When left to grow, their manes look something like this:
Fjords show what are known as “primitive” horse markings, which include the dorsal eel stripe (the dark line down their backs) and zebra bar markings, which are the occasional stripes on their legs. White marks are unusual.
More information about Norwegian Fjords can be found here: http://www.bluebirdlane.com/the-colours-of-the-norwegian-fjordhorse.html
These are not restricted to any breed, but do tend to occur more often in spotted or paint types.
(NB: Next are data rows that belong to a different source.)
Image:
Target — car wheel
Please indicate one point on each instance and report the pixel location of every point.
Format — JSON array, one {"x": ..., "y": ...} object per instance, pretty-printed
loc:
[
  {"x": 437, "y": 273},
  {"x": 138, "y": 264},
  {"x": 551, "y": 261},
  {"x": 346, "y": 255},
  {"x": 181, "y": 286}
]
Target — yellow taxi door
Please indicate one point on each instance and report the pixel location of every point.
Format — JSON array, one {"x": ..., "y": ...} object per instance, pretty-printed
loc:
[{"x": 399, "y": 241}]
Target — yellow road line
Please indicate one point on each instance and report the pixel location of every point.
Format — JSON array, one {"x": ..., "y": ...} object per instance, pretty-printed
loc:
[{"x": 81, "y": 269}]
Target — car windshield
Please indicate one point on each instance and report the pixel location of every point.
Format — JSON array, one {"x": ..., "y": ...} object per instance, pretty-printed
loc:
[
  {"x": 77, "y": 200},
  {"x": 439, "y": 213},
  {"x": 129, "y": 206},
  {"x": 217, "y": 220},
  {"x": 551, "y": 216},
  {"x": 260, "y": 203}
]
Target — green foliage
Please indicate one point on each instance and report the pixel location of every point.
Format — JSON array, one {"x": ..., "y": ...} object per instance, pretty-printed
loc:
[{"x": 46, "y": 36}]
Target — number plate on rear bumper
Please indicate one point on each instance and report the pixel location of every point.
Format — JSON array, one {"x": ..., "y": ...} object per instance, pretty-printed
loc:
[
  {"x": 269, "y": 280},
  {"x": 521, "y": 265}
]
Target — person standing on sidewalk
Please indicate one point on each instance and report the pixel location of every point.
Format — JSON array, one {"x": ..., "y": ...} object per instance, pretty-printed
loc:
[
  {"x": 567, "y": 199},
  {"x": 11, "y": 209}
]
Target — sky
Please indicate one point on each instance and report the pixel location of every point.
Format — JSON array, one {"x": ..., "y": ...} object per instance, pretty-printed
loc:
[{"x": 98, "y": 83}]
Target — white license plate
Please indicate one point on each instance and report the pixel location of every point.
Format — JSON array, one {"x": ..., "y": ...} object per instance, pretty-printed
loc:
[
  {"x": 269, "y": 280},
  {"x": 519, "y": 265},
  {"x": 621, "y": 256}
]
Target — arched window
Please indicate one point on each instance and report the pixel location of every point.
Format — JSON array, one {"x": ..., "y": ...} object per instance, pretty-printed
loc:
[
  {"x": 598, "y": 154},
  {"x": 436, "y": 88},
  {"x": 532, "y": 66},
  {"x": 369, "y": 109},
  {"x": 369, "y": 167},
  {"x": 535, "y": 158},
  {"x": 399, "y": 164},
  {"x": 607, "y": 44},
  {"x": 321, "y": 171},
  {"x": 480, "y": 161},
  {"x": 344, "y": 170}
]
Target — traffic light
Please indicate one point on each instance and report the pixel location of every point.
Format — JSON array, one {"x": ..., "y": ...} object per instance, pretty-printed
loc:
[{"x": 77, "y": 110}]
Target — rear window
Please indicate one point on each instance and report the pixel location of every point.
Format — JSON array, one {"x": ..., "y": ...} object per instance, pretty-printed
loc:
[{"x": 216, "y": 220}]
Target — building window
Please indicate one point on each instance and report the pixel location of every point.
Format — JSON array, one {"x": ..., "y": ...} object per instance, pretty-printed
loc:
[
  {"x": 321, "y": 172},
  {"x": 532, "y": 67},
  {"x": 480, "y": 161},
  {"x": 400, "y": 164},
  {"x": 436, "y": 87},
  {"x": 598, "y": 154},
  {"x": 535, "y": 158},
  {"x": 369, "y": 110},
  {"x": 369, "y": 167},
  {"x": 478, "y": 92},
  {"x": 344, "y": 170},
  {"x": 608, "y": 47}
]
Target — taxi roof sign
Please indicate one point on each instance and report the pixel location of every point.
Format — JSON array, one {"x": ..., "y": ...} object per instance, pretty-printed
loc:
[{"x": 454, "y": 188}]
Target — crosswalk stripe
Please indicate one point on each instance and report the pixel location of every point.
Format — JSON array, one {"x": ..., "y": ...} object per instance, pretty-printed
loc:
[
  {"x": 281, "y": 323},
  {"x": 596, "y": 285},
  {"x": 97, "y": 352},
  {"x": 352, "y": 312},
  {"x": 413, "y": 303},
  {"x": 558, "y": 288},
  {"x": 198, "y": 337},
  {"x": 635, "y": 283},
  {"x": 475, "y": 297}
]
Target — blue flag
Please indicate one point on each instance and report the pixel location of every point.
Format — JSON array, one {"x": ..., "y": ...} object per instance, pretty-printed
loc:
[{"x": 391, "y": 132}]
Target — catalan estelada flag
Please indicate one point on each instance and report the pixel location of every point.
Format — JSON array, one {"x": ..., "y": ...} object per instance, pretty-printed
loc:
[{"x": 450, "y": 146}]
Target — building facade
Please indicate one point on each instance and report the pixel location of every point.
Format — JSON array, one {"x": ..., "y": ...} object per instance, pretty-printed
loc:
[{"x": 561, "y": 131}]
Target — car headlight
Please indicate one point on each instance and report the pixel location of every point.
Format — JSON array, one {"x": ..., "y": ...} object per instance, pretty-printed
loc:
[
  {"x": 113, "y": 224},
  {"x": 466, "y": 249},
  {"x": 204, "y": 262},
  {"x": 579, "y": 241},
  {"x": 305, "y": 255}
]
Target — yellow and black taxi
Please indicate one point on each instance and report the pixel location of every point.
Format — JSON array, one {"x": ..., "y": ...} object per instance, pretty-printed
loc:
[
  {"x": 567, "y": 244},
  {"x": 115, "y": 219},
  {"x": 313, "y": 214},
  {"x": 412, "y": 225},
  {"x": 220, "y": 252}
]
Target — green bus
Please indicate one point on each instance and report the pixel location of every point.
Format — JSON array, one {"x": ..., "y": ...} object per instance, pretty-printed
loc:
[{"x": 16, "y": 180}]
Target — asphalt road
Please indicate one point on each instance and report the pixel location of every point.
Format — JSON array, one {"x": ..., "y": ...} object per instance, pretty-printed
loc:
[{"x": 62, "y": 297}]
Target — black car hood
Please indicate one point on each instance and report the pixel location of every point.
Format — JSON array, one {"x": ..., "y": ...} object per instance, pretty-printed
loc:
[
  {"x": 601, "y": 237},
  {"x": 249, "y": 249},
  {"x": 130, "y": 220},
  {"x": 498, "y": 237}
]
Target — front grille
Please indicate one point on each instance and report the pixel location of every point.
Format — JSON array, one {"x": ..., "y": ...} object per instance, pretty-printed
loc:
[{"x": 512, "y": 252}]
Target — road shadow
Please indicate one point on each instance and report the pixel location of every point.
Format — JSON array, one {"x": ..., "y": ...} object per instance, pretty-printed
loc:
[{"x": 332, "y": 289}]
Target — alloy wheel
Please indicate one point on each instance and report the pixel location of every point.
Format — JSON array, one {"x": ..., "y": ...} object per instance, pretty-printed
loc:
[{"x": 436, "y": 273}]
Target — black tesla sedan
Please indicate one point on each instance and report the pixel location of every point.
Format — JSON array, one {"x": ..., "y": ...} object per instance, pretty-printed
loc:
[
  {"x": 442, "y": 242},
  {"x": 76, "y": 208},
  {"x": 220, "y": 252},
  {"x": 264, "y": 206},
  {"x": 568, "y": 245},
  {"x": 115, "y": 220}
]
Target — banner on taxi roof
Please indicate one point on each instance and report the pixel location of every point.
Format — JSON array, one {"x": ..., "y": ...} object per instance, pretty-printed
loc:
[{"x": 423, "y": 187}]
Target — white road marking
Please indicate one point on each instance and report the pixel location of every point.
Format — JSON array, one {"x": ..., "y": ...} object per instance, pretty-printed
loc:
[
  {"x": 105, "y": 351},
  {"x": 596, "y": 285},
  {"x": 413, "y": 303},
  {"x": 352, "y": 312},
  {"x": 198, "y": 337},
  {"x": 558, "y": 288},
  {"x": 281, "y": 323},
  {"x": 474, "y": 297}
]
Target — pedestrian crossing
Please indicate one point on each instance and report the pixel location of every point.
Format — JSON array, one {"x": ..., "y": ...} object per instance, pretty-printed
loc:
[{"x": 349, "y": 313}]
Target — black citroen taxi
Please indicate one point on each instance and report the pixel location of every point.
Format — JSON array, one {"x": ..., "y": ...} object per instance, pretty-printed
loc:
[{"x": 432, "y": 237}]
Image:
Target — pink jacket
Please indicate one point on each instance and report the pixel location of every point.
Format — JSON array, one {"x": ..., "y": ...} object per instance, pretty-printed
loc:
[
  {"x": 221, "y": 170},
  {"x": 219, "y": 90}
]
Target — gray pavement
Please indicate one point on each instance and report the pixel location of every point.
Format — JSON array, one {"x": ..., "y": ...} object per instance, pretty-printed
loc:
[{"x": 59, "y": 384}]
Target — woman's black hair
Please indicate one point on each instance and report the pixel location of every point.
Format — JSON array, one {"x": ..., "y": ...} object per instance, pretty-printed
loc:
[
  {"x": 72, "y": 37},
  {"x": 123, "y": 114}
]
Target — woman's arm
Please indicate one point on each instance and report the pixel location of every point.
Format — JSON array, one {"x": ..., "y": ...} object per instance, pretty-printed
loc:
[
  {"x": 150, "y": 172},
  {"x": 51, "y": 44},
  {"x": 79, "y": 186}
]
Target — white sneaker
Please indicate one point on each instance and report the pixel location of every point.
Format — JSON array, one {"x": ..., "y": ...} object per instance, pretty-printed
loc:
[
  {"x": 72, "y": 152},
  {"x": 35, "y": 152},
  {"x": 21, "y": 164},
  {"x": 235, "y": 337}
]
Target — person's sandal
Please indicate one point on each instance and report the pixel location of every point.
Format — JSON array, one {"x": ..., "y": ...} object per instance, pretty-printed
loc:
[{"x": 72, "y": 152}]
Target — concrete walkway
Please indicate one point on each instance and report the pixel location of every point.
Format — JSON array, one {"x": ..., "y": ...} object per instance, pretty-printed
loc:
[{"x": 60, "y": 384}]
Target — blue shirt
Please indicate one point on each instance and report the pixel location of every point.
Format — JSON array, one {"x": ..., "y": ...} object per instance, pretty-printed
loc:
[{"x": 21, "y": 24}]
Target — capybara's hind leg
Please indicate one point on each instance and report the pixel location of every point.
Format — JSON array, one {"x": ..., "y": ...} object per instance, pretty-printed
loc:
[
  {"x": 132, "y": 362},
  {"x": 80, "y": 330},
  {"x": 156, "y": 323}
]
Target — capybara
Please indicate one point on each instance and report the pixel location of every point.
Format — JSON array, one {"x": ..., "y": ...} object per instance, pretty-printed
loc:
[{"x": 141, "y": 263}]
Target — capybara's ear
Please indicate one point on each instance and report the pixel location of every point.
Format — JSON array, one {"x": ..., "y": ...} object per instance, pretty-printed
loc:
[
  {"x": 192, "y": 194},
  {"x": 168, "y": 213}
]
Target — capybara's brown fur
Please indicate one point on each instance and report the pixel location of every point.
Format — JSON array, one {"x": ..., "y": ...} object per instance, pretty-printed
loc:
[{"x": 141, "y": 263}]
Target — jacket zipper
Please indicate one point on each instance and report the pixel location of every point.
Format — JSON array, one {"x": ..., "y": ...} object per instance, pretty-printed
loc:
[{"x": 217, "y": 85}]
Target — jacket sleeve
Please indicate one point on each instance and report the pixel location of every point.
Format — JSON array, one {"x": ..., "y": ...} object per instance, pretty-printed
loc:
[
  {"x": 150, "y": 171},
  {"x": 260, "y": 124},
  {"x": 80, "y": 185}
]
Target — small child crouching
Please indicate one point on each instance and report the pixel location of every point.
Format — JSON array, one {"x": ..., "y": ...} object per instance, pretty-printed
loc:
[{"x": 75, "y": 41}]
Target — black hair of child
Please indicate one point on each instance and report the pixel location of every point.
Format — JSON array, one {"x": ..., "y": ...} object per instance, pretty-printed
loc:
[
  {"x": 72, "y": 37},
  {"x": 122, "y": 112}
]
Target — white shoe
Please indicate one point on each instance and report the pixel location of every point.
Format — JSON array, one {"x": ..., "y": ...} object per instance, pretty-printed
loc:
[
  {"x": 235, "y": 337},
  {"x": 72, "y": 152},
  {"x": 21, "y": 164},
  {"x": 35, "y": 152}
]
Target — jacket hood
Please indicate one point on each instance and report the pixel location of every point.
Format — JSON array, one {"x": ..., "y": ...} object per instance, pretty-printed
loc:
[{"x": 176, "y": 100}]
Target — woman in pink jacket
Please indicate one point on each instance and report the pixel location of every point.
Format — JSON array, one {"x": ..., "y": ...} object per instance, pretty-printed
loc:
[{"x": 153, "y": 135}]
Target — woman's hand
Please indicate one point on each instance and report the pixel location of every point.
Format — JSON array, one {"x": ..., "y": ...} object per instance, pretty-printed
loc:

This is called a badger face:
This is called reverse brindle:
These horses are chimeras, resulting from the fusion of fraternal twins in utero, resulting in two sets of DNA in one horse, and very strange coat colours:
These are Somatic mutations, where genes are sometimes “switched off”, creating odd patches of colour.
There are lots of other fascinating colour options out there; this is just the tip of the iceberg!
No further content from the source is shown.